Knightscope charges $7 an hour to rent out one of their drones, which you may notice is less than minimum wage, undercutting the need for a company to pay a human being to be a security guard. The robots cannot intervene physically—the only thing they do is put out a call to the police. So where a security guard might gently ask a homeless person to leave an area near a business, this robot immediately gets the cops involved.

Apparently, the San Francisco SPCA, an animal advocacy group, thought one of these robots was the ideal solution to their problem with homeless people. Business Insider reports the SPCA enlisted the robot to break up homeless encampments on the street near their building, which they say were creating unsafe conditions for their workers. But don’t worry—when the robot rolls around ensuring homeless people can’t stay in one place, it has a picture of a cute little dog on it! Thanks, SPCA.

SPCA echoes Knightscope in saying the robots help to prevent crime.
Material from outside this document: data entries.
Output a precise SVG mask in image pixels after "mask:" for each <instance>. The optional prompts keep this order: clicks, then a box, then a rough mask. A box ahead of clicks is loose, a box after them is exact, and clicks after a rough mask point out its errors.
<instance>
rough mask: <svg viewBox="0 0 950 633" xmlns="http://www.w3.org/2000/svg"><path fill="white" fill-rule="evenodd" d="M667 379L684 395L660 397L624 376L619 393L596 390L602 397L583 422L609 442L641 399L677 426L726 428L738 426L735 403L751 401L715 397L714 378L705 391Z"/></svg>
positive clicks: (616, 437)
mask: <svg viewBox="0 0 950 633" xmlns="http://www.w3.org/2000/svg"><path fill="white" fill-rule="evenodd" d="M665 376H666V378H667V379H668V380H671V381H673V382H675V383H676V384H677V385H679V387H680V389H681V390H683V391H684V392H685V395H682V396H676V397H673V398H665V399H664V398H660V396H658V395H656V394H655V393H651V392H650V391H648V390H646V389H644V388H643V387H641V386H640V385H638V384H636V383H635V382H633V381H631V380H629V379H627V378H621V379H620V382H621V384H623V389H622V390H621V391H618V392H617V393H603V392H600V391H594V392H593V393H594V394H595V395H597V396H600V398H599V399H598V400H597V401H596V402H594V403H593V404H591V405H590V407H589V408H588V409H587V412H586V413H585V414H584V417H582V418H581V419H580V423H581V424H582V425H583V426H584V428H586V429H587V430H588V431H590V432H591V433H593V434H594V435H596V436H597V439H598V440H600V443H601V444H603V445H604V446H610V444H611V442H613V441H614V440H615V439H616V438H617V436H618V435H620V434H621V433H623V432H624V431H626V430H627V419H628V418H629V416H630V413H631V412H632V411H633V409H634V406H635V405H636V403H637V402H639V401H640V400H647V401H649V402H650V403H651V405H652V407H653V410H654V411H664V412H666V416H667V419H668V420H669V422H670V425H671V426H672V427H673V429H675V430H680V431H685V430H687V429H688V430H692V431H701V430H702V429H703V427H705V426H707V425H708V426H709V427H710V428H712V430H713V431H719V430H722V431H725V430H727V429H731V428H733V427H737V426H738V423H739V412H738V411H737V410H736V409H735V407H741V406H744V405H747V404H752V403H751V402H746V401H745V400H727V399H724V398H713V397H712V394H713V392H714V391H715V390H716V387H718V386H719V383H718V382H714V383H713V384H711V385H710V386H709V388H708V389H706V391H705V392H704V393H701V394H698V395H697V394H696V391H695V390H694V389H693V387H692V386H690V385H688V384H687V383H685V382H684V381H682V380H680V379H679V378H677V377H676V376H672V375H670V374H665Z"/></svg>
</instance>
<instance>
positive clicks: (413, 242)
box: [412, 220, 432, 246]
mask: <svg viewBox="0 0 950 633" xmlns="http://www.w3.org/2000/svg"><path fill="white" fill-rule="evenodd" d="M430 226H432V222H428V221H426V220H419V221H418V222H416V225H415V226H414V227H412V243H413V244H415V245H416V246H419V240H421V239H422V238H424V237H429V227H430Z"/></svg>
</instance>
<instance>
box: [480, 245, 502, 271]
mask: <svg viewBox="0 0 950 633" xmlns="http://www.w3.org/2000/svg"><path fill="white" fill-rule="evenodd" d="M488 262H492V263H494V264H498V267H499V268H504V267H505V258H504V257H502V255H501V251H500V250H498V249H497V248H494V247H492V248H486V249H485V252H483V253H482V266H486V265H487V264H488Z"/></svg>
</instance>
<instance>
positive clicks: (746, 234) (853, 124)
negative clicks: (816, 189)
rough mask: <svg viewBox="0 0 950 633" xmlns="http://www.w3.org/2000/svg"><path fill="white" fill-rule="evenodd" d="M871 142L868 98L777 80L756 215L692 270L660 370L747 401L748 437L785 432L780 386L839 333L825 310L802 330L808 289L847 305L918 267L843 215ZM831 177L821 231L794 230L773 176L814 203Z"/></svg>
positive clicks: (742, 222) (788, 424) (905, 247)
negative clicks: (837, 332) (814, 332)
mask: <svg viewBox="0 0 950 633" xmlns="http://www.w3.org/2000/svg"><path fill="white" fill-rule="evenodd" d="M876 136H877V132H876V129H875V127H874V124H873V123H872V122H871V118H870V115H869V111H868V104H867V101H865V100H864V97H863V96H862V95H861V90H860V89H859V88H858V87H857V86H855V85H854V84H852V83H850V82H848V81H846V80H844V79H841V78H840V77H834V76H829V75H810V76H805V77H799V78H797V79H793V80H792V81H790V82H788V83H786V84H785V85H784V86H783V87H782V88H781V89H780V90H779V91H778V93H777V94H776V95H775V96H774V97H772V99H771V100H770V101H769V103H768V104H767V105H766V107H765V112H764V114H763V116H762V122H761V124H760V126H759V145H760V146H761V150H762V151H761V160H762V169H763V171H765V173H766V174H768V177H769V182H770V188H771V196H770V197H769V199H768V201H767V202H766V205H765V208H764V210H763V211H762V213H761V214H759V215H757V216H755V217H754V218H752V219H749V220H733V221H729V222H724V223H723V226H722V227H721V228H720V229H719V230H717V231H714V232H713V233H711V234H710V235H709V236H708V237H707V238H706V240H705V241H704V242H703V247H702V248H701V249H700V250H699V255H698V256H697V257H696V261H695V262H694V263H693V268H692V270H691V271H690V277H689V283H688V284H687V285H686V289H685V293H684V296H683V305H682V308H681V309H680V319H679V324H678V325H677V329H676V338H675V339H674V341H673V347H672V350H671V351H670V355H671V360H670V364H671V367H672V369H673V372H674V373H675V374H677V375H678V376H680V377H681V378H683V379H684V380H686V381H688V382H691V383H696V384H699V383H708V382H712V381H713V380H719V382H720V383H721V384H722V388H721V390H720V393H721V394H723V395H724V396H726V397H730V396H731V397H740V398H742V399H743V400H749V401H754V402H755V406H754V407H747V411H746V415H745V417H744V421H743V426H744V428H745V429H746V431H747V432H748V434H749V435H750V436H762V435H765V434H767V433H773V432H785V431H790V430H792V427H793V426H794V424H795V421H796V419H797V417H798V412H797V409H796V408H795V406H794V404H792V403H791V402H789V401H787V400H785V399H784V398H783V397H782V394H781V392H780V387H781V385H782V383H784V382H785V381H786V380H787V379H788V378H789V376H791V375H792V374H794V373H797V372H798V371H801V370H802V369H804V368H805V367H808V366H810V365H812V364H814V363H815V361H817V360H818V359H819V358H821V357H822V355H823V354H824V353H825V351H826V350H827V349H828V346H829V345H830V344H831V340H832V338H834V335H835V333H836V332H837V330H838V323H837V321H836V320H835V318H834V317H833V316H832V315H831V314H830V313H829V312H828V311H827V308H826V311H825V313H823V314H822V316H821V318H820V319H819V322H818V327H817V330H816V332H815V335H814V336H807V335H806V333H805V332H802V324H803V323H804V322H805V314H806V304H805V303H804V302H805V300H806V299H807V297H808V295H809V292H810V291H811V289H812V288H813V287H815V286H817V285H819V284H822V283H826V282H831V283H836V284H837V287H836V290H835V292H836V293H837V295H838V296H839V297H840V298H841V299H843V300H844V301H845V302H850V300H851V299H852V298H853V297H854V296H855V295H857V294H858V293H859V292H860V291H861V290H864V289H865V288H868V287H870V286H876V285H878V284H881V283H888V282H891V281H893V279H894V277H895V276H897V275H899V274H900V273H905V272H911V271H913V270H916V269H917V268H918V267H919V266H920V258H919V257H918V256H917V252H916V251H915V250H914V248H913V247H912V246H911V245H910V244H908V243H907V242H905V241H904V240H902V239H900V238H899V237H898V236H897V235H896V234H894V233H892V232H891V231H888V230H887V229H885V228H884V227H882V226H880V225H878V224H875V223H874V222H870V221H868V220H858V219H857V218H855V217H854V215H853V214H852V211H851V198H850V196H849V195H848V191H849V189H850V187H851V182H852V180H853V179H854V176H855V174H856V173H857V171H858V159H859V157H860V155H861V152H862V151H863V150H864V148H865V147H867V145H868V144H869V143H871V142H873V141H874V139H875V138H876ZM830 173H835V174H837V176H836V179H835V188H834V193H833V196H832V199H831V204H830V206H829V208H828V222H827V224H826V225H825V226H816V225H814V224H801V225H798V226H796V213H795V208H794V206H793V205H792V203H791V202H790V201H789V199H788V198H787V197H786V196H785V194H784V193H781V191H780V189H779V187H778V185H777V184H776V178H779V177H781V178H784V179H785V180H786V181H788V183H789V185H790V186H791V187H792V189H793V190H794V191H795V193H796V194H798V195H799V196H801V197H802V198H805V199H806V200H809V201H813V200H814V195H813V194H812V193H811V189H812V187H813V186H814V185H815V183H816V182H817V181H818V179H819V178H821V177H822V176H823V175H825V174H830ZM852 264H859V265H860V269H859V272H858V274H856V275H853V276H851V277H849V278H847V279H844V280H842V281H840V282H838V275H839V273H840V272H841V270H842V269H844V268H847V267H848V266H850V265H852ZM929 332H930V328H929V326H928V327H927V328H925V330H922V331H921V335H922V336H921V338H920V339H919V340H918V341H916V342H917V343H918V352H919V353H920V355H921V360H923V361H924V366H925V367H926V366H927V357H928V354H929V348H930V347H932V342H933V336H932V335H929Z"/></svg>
Never mind that The Washington Post points out that overpolicing leads to more racial resentment, not less crime—the SPCA say there have been fewer car break-ins in the area, so we suppose that means it’s all okay. Never mind that the cost of housing homeless people in San Francisco has been decreasing every year, the people of this technologically advanced, ideologically progressive city would much rather buy robots to keep them away.

This is a news story that could only come out of Silicon Valley. Rather than engage with homeless people or find a better, more human way to work out their problems, they throw money at a tech startup for a machine to do the work for them. San Francisco the city might be working to get better at helping its houseless people, but businesses and advocacy groups can’t be relied to feel enough empathy to do the same.

Business Insider reports the robot deployed by the SPCA has been vandalized multiple times in the month since its first use. The city of San Francisco ordered the SPCA to keep the robot off the streets or pay a fine of $1,000 for operating it without a permit.